A primary underlying assumption for researchers using a psychological scale is that scores are comparable across individuals from different subgroups within the population. In the absence of invariance, the validity of these scores for inferences about individuals may be questionable. Factor invariance testing refers to the methodological approach to assessing whether specific factor model parameters are indeed equivalent across groups.

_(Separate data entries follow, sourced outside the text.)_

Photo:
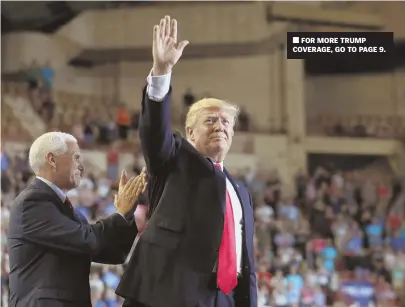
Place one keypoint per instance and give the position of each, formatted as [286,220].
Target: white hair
[54,142]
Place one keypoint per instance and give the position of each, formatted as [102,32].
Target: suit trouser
[217,299]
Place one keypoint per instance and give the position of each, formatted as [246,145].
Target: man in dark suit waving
[197,249]
[51,245]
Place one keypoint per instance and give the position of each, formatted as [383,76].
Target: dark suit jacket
[177,251]
[51,247]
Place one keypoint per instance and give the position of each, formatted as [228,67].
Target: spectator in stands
[47,75]
[123,121]
[33,74]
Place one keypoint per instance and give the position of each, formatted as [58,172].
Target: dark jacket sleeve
[158,144]
[43,224]
[116,252]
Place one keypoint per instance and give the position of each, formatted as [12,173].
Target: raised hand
[166,50]
[129,191]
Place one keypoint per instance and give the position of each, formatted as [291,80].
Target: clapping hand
[129,191]
[166,50]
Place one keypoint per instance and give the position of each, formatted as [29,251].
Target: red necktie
[226,271]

Though much research has investigated the performance of several techniques for assessing invariance, very little work has examined how methods perform under small sample size, and non-normally distributed latent trait conditions. Therefore, the purpose of this simulation study was to compare invariance assessment Type I error and power rates between (a) the normal based maximum likelihood estimator, (b) a skewed-t distribution maximum likelihood estimator, (c) Bayesian estimation, and (d) the generalized structured component analysis model. The study focused on a 1-factor model. Results of the study demonstrated that the maximum likelihood estimator was robust to violations of normality of the latent trait, and that the Bayesian and generalized component models may be useful in particular situations. Implications of these findings for research and practice are discussed.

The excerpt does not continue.